Lehman warming up to The Woodlands, leading after 36May 05, 2012
Melanie Hauser, PGATOUR.COM Correspondent
THE WOODLANDS, Texas -- Tom Lehman swore he was done with this course.
Didn't like it. Couldn't play it. Wasn't coming back. Ever.
The year was 1989 and he finished nearly dead last in Q-School held here at The Woodlands CC. Bad weather. Bad shots. Rain. Cold. Nothing good, except a conditional card on the newly formed Ben Hogan Tour.
Kept his promise, too. Didn't come back.
Until he turned 50.
Lehman shook his head. "What was I thinking?"
The course he psyched himself out on back in '89 has been nothing but good to him these last few years as a fiftysomething. A T-4 as a rookie in 2009, a T-9 in 2010, another T-4 in 2011.
And now? With 18 holes left, Lehman is poised to jumpstart his 2012 season. Of course, so is Fred Funk, who shares the second-round lead at the Insperity Championship with him at 9-under 135.

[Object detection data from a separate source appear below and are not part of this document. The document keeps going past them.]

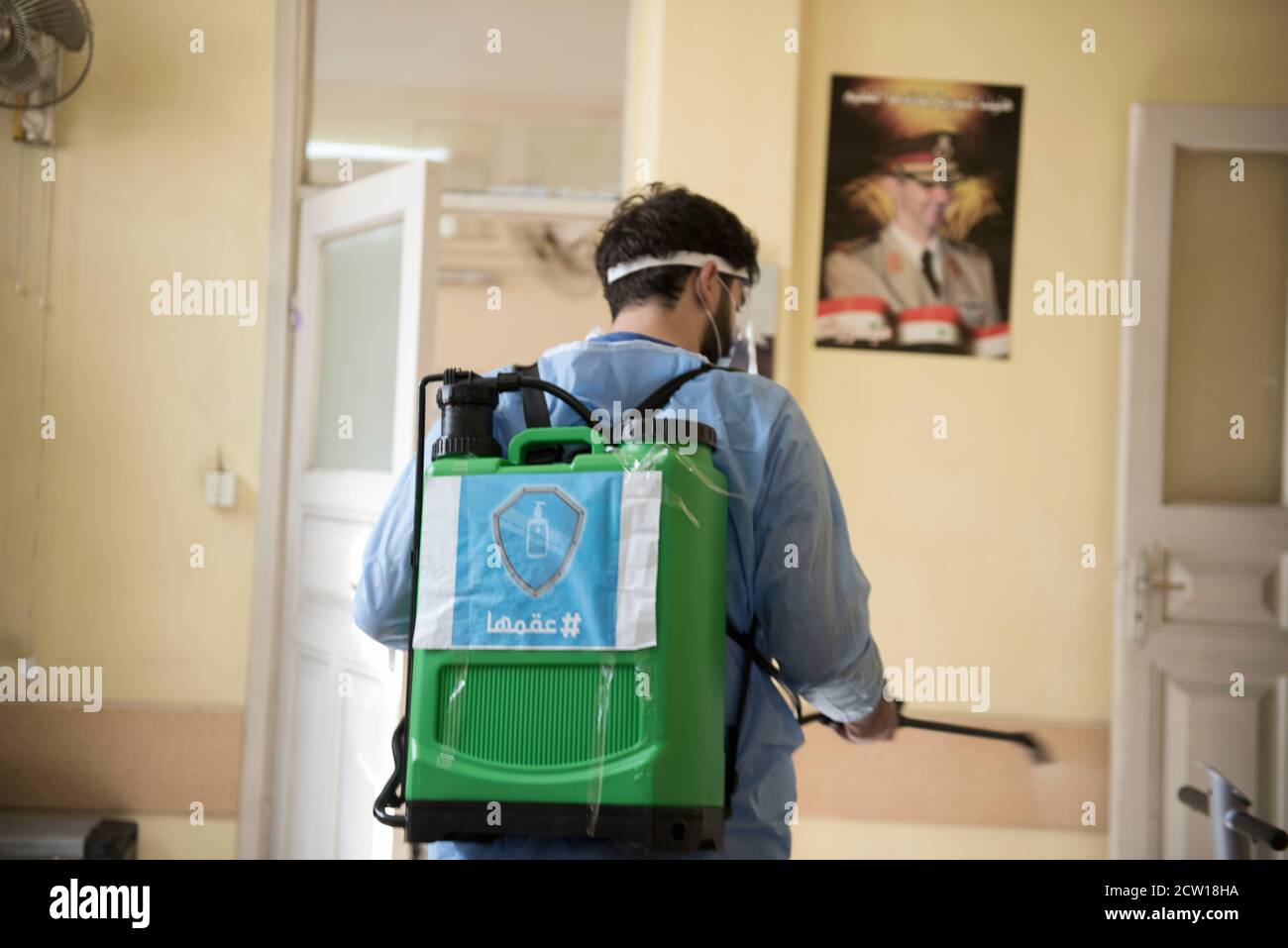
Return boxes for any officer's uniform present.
[823,224,1001,330]
[819,132,1001,345]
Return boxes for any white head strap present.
[608,250,748,283]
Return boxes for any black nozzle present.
[430,369,501,460]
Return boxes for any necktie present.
[921,250,939,297]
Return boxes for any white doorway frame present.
[237,0,313,859]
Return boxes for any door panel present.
[270,162,438,858]
[1111,106,1288,859]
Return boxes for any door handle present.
[1127,550,1189,648]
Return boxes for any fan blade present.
[13,0,89,53]
[0,41,40,94]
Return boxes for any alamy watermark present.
[883,658,989,712]
[0,658,103,713]
[1033,270,1140,326]
[149,270,259,326]
[590,402,698,455]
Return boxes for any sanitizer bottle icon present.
[528,500,550,559]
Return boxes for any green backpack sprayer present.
[373,365,1056,853]
[375,366,729,851]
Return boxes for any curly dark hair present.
[595,181,760,319]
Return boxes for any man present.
[355,184,898,858]
[823,132,1001,343]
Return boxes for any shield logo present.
[492,485,587,597]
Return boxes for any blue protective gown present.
[353,332,883,859]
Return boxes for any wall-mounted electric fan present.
[0,0,94,142]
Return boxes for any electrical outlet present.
[206,471,237,510]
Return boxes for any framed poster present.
[814,76,1024,358]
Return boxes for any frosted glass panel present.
[313,222,403,471]
[1164,149,1288,503]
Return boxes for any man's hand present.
[831,696,899,745]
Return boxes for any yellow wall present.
[0,0,273,854]
[0,0,273,704]
[625,0,1288,855]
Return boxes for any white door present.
[270,162,439,858]
[1111,106,1288,859]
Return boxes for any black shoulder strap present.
[635,362,720,412]
[725,616,804,816]
[725,616,764,816]
[514,362,550,428]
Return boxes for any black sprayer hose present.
[799,700,1051,764]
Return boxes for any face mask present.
[695,273,737,362]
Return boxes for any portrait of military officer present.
[823,132,1002,352]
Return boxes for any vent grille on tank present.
[437,664,644,767]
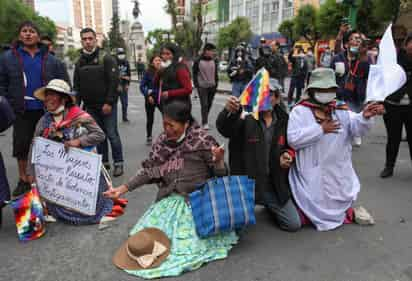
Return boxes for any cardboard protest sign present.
[32,137,101,216]
[366,24,406,102]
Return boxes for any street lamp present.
[336,0,358,29]
[162,31,175,42]
[130,38,137,71]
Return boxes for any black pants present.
[198,87,216,125]
[144,97,162,137]
[288,76,305,103]
[383,103,412,167]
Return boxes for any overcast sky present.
[35,0,171,33]
[119,0,171,32]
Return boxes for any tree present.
[294,5,320,47]
[318,0,348,37]
[278,19,298,45]
[164,0,177,29]
[217,17,253,50]
[106,13,126,50]
[0,0,57,44]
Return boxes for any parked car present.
[219,61,228,72]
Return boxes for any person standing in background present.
[117,48,131,122]
[73,27,123,177]
[0,21,70,197]
[193,43,219,130]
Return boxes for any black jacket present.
[0,43,70,113]
[386,49,412,103]
[192,56,219,88]
[255,54,287,80]
[216,106,291,205]
[73,49,119,108]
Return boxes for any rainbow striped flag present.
[239,68,273,120]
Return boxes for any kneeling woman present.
[287,68,384,231]
[105,100,238,278]
[27,79,113,224]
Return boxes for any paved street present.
[0,81,412,281]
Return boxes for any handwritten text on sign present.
[32,137,101,216]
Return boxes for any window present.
[262,0,279,33]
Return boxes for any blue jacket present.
[140,71,159,101]
[0,41,70,113]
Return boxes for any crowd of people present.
[0,19,412,278]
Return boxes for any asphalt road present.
[0,84,412,281]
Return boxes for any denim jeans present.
[263,192,302,232]
[87,106,123,166]
[119,86,129,121]
[232,81,247,97]
[197,87,216,125]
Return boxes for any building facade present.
[21,0,35,10]
[229,0,294,34]
[293,0,326,15]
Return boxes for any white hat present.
[34,79,76,103]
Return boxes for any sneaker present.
[13,180,31,197]
[380,167,393,179]
[113,165,124,177]
[44,215,57,223]
[352,137,362,147]
[353,206,375,225]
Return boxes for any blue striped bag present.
[189,176,256,238]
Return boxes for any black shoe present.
[113,165,124,177]
[103,163,112,171]
[13,180,31,197]
[380,167,393,179]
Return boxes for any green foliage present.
[217,17,252,50]
[278,19,298,42]
[318,0,348,38]
[0,0,57,44]
[146,28,170,52]
[164,0,177,28]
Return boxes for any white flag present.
[366,24,406,102]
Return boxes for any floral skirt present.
[126,195,238,279]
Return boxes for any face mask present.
[49,105,64,115]
[349,46,359,54]
[315,92,336,104]
[176,130,186,143]
[161,60,172,68]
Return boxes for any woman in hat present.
[105,100,238,278]
[28,79,122,224]
[287,68,384,231]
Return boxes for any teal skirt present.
[126,195,238,279]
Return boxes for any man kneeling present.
[287,68,384,231]
[216,79,301,231]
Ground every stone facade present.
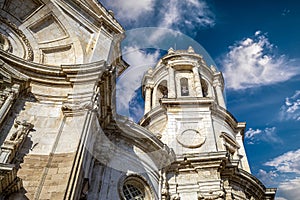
[0,0,275,200]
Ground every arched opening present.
[155,80,168,105]
[121,175,153,200]
[180,78,190,96]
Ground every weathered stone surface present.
[0,0,275,200]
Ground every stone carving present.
[176,129,206,148]
[9,120,33,142]
[198,191,225,200]
[0,33,12,51]
[0,16,33,61]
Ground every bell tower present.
[140,47,250,199]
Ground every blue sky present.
[101,0,300,200]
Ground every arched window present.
[180,78,190,96]
[120,175,154,200]
[123,183,145,200]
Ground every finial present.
[168,47,174,54]
[210,65,217,72]
[188,46,195,53]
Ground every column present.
[168,66,176,98]
[214,77,226,109]
[144,85,152,114]
[193,66,203,97]
[235,132,251,173]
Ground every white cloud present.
[158,0,215,29]
[245,128,262,138]
[280,90,300,121]
[259,149,300,200]
[276,177,300,200]
[104,0,155,21]
[222,31,299,90]
[265,149,300,174]
[245,127,282,144]
[103,0,215,33]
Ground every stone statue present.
[9,120,33,141]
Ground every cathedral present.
[0,0,276,200]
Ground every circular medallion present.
[177,129,206,148]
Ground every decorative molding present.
[28,12,69,44]
[0,16,34,61]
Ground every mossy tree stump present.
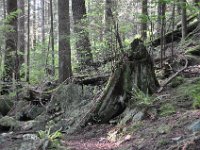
[80,39,159,126]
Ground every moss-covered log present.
[80,39,159,126]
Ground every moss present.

Last year's Player of the Year and Charles Schwab Cup champ has gotten off to a decent start this year, but that's about it. He won three times by this point last year and now, he's got just one individual top 10.
"I haven't played poorly,'' he said, ''but I haven't played great. ... There hasn't been much happening.''
Until now. Lehman opened with a 65 and followed it with a 70. It could have been lower, in fact, he got to 10-under for the tournament with a birdie at the 10th -- 8-iron to 2 feet -- but couldn't hang on. He bogeyed the 14th and 16th coming in and failed to birdie the par-5 15th, but got one back with a 6-foot birdie at the 17th to grab a share of the lead.
"I played really good for about 13 holes,'' Lehman said. "I struggled a bit on the last four or five. Seventy isn't a bad score. It's under par.''
Just a few higher than he'd like. After he lost the lead with the bogey at 11, Mike Goodes stepped up and held on until a double at the 18th left him tied with Brad Bryant, a shot behind Lehman and Funk going into Sunday. And if that's not tight enough for you, two-time 2012 winner Michael Allen and Bobby Clampett are at 7-under.
"It's going to be a bit of a free-for-all tomorrow,'' Lehman said. "Someone's going to have to go low tomorrow to win.''
And it might as well be . . . well, him. He chuckled.
The course he hated when he was 30 is a chess game to him at 53. In Friday's opening round, he stepped to 18 with a chance to shoot a 28 or 29 on the back nine, but didn't. Instead, his tee shot went left and nicked a tree. An approach and bunker shot later, he missed a 6-footer for par. The pairing was great -- Corey Pavin and Curtis Strange -- as was the weather.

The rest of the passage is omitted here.